The following is the list of model architectures that are currently supported by CacheFlow.
Alongside each architecture, we include some popular models that use it.
.. list-table::
:widths: 25 75
:header-rows: 1
* - Architecture
- Models
* - :code:`GPT2LMHeadModel`
- GPT-2
* - :code:`GPTNeoXForCausalLM`
- GPT-NeoX, Pythia, OpenAssistant, Dolly V2, StableLM
* - :code:`LlamaForCausalLM`
- LLaMA, Vicuna, Alpaca, Koala
* - :code:`OPTForCausalLM`
- OPT, OPT-IML
If your model uses one of the above model architectures, you can seamlessly run your model with CacheFlow.

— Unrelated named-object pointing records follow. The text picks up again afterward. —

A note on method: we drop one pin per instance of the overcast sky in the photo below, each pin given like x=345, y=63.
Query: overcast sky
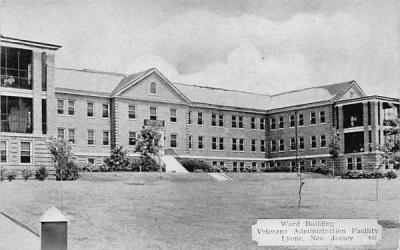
x=259, y=46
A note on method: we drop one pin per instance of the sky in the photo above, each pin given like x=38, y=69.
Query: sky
x=262, y=46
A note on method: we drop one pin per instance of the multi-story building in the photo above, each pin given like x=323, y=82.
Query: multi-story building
x=96, y=111
x=27, y=99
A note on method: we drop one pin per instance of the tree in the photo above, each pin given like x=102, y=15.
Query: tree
x=334, y=148
x=147, y=144
x=61, y=151
x=391, y=148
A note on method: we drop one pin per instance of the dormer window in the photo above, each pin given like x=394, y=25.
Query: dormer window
x=153, y=88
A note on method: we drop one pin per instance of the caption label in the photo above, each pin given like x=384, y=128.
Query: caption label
x=304, y=232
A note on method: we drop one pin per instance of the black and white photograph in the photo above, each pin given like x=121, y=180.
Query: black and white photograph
x=199, y=124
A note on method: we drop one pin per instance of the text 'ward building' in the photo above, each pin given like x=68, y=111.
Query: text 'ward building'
x=96, y=111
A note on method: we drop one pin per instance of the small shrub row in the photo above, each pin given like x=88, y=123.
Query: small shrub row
x=193, y=165
x=369, y=175
x=11, y=175
x=143, y=164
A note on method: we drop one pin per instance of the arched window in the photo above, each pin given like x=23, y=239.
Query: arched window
x=153, y=88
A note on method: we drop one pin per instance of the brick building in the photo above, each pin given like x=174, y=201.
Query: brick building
x=96, y=111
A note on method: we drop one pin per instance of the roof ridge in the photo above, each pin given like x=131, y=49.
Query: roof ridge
x=217, y=88
x=313, y=87
x=93, y=71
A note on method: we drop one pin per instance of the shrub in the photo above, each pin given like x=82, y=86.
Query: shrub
x=41, y=173
x=148, y=164
x=391, y=175
x=2, y=174
x=68, y=172
x=118, y=160
x=193, y=165
x=26, y=173
x=11, y=175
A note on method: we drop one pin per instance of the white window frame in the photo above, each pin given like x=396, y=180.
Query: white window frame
x=6, y=150
x=94, y=137
x=30, y=152
x=130, y=112
x=87, y=109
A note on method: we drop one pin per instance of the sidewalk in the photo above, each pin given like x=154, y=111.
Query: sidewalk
x=15, y=237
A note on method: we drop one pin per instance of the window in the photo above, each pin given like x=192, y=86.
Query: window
x=273, y=145
x=292, y=143
x=16, y=68
x=174, y=141
x=241, y=166
x=262, y=145
x=44, y=116
x=253, y=145
x=132, y=138
x=90, y=137
x=61, y=133
x=241, y=144
x=71, y=135
x=190, y=142
x=322, y=116
x=71, y=107
x=25, y=152
x=292, y=121
x=240, y=121
x=281, y=145
x=90, y=109
x=313, y=141
x=153, y=88
x=234, y=144
x=323, y=141
x=281, y=124
x=221, y=120
x=301, y=142
x=106, y=111
x=3, y=151
x=349, y=163
x=60, y=107
x=313, y=163
x=214, y=143
x=272, y=123
x=234, y=124
x=313, y=120
x=221, y=143
x=132, y=112
x=173, y=115
x=253, y=123
x=262, y=123
x=235, y=169
x=153, y=113
x=254, y=165
x=200, y=118
x=358, y=162
x=106, y=137
x=189, y=117
x=300, y=120
x=200, y=142
x=213, y=119
x=91, y=161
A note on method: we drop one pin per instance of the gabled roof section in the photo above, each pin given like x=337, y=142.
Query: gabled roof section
x=324, y=93
x=224, y=97
x=133, y=79
x=87, y=80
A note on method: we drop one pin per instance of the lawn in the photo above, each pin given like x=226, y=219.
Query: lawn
x=191, y=211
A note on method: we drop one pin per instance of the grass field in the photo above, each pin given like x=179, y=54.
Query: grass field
x=140, y=211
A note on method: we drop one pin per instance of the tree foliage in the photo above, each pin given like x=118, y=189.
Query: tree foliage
x=61, y=151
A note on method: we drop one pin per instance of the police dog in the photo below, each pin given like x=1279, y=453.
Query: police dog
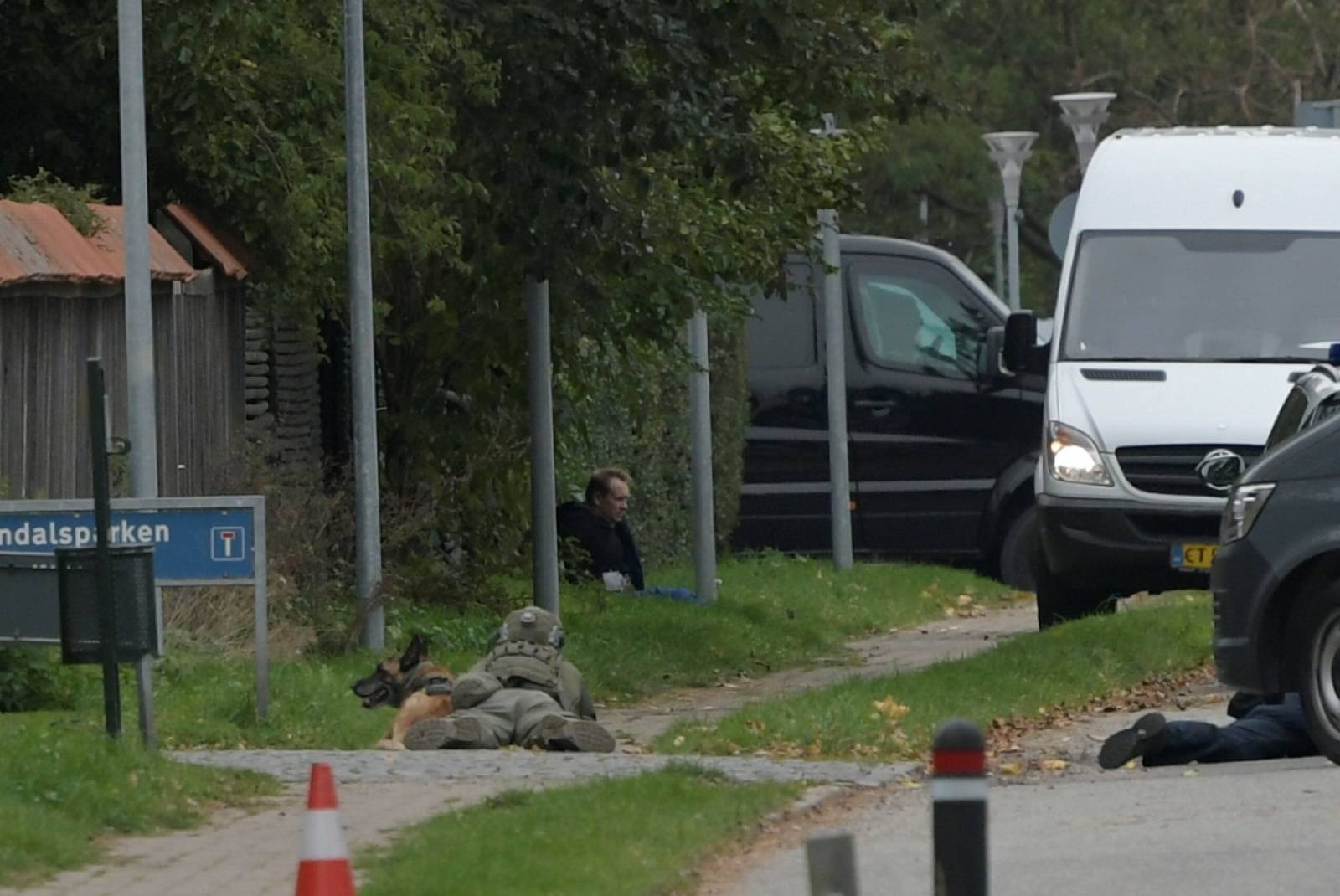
x=415, y=685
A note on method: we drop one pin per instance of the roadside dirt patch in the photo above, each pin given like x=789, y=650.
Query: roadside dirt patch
x=894, y=651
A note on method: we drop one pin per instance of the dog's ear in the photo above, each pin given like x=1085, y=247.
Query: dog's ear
x=415, y=654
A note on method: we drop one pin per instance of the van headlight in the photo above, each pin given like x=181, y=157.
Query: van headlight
x=1074, y=457
x=1244, y=507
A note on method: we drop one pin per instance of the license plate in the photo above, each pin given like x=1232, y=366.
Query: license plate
x=1193, y=558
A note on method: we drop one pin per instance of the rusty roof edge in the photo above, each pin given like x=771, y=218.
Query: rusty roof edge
x=221, y=248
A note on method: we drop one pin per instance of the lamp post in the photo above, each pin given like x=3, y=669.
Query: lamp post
x=1009, y=150
x=1085, y=113
x=835, y=344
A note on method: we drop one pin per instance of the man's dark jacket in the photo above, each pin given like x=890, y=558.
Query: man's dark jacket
x=609, y=544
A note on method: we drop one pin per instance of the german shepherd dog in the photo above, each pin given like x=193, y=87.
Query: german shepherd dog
x=415, y=685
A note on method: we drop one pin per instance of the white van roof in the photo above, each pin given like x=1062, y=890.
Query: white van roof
x=1183, y=178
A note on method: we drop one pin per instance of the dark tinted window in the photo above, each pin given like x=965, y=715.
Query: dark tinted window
x=781, y=332
x=1290, y=418
x=918, y=317
x=1203, y=296
x=1328, y=409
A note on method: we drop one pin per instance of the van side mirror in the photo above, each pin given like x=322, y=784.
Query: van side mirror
x=1018, y=341
x=989, y=362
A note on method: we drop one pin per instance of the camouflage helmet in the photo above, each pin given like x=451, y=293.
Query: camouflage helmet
x=533, y=625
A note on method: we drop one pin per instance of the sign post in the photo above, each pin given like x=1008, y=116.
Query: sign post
x=198, y=541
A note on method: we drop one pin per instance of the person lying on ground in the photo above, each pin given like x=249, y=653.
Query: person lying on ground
x=523, y=694
x=1263, y=732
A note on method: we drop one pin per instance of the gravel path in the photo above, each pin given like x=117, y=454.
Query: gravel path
x=381, y=793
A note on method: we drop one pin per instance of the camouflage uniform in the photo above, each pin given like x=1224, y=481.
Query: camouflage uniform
x=522, y=693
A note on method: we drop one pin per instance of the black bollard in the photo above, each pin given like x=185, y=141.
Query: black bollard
x=958, y=809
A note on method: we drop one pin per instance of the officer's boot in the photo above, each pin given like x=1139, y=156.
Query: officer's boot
x=448, y=733
x=582, y=735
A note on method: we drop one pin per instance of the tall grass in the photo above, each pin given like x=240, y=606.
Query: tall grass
x=621, y=836
x=66, y=785
x=894, y=717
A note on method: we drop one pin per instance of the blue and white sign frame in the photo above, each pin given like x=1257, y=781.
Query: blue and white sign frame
x=198, y=541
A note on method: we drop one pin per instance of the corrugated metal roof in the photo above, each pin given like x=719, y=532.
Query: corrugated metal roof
x=218, y=244
x=39, y=245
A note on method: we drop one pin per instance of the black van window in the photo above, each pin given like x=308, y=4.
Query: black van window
x=915, y=315
x=781, y=334
x=1290, y=418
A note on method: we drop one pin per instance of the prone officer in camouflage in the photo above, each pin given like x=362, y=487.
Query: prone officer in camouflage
x=522, y=693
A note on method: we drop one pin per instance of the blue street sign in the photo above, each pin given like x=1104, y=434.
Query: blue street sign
x=189, y=545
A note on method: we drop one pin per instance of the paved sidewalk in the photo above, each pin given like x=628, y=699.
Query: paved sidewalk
x=256, y=852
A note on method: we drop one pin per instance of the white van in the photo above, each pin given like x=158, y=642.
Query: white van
x=1201, y=277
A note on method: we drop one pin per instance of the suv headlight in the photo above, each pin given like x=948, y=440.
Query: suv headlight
x=1244, y=507
x=1074, y=457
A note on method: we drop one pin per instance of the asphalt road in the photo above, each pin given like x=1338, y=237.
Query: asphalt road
x=1253, y=828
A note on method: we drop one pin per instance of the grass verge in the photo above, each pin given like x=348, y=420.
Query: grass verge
x=66, y=784
x=894, y=717
x=774, y=612
x=616, y=836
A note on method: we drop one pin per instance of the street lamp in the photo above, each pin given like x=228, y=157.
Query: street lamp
x=1009, y=150
x=835, y=343
x=1085, y=113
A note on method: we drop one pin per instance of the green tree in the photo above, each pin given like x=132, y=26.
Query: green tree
x=998, y=62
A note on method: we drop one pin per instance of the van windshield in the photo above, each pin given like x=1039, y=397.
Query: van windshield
x=1203, y=296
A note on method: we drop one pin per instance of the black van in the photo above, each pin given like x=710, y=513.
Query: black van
x=942, y=442
x=1276, y=574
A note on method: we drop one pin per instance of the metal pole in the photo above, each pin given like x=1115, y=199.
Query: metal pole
x=996, y=208
x=832, y=866
x=1012, y=239
x=140, y=304
x=700, y=422
x=140, y=312
x=102, y=549
x=544, y=525
x=835, y=344
x=368, y=525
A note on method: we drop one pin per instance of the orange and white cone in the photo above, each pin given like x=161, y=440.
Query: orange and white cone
x=323, y=868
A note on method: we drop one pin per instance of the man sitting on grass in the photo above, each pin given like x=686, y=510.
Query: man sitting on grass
x=598, y=531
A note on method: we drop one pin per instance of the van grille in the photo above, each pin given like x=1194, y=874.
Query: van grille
x=1170, y=469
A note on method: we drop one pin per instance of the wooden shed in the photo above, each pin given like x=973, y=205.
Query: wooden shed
x=60, y=301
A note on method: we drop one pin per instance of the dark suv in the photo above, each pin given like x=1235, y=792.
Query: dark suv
x=942, y=442
x=1276, y=576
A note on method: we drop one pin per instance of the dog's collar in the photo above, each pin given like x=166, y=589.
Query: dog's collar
x=421, y=679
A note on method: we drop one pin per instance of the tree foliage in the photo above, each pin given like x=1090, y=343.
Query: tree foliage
x=636, y=153
x=998, y=62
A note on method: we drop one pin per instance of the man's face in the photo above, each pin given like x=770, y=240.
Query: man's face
x=614, y=504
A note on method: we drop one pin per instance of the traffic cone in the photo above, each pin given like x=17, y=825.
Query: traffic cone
x=323, y=868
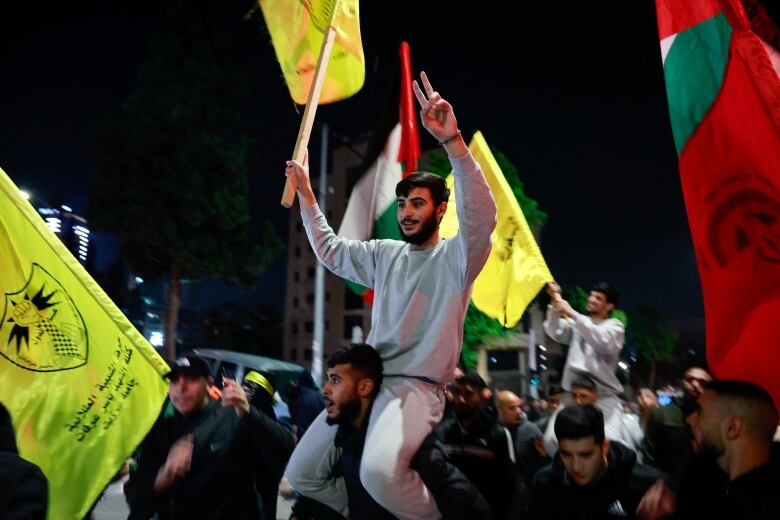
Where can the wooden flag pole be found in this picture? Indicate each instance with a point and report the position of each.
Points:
(288, 196)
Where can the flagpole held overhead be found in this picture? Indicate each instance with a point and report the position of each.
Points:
(301, 144)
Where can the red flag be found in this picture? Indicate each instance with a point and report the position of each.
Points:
(724, 104)
(393, 154)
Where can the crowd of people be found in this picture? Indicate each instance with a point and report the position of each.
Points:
(406, 434)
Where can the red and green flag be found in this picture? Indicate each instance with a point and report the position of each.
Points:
(371, 210)
(723, 91)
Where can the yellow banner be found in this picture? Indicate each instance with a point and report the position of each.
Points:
(297, 28)
(515, 271)
(82, 385)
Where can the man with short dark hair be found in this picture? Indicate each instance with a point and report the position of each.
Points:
(667, 442)
(200, 462)
(525, 435)
(591, 477)
(23, 487)
(595, 341)
(482, 449)
(554, 394)
(422, 287)
(734, 425)
(618, 426)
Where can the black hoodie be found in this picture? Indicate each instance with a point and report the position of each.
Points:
(615, 495)
(23, 488)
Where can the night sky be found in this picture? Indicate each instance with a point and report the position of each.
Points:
(572, 94)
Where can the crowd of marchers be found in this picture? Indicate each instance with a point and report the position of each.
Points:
(404, 435)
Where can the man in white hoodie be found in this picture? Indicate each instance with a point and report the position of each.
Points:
(422, 287)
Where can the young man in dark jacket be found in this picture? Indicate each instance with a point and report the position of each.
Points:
(483, 450)
(590, 477)
(200, 462)
(733, 427)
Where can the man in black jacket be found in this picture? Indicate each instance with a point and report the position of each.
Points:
(667, 442)
(733, 426)
(526, 436)
(590, 477)
(200, 462)
(22, 484)
(482, 449)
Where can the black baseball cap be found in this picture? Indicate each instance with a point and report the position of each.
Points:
(189, 365)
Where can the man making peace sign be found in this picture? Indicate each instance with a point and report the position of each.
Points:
(422, 286)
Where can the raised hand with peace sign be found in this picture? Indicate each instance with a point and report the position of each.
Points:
(439, 118)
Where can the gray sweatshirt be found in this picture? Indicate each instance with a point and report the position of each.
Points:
(594, 348)
(420, 297)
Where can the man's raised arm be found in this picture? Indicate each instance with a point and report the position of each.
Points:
(475, 205)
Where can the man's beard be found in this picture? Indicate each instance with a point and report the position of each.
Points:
(348, 412)
(427, 228)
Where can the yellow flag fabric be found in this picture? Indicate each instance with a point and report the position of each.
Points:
(297, 28)
(515, 270)
(81, 383)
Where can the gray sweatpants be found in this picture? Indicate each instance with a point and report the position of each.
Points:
(404, 413)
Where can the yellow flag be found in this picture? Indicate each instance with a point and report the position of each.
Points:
(297, 28)
(81, 383)
(515, 270)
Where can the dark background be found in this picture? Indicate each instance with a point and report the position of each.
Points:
(572, 93)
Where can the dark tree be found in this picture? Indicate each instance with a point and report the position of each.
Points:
(171, 177)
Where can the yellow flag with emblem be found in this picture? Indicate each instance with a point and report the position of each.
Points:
(82, 385)
(515, 271)
(297, 28)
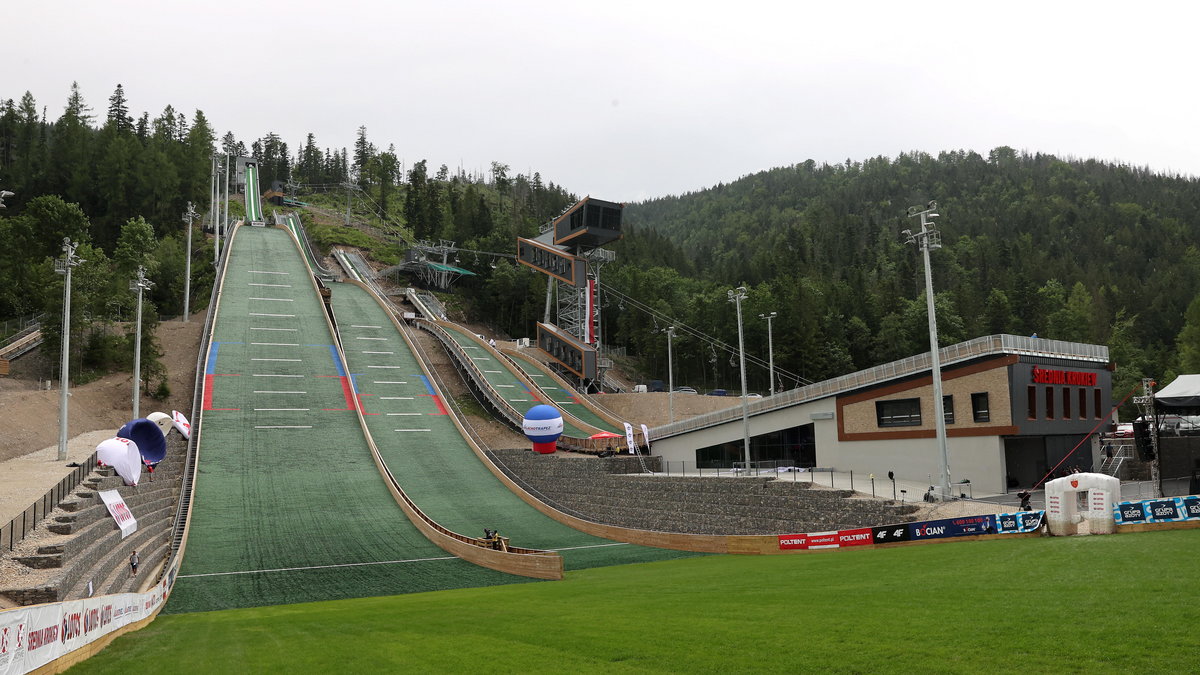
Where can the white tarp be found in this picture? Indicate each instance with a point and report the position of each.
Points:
(1185, 392)
(121, 513)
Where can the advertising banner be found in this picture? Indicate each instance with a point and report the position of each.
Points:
(1019, 523)
(822, 541)
(858, 537)
(888, 533)
(1168, 509)
(793, 542)
(120, 512)
(952, 527)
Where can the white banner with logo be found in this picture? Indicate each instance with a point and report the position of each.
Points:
(120, 512)
(629, 438)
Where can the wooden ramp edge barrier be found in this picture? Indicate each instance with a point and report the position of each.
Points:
(525, 562)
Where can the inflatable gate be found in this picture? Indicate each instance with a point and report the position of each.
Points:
(1065, 515)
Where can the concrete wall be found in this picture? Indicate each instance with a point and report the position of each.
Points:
(978, 458)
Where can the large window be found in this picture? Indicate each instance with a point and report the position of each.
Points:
(979, 411)
(904, 412)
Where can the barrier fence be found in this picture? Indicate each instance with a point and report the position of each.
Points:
(22, 525)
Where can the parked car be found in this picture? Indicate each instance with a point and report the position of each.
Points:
(1123, 430)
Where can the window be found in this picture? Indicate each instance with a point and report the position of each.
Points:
(979, 411)
(904, 412)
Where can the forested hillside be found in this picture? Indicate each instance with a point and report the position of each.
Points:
(1073, 250)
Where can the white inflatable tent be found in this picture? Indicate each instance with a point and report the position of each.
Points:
(1065, 514)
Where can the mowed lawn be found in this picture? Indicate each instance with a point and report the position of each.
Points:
(1127, 603)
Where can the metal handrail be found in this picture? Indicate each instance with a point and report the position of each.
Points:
(953, 353)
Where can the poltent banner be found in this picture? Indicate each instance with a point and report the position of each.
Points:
(629, 438)
(121, 513)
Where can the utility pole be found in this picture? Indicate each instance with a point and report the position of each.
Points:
(64, 267)
(189, 216)
(1145, 404)
(349, 186)
(771, 351)
(929, 239)
(736, 297)
(670, 333)
(139, 285)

Otherwise, please refer to :ref:`Adding a New Model <adding_a_new_model>` for instructions on how to implement support for your model.
Alternatively, you can raise an issue on our `GitHub <https://github.com/WoosukKwon/cacheflow/issues>`_ project.
.. tip::
The easiest way to check if your model is supported is to run the program below:
.. code-block:: python
from cacheflow import LLM
llm = LLM(model=...) # Name or path of your model
output = llm.generate("Hello, my name is")
print(output)
If CacheFlow successfully generates text, it indicates that your model is supported.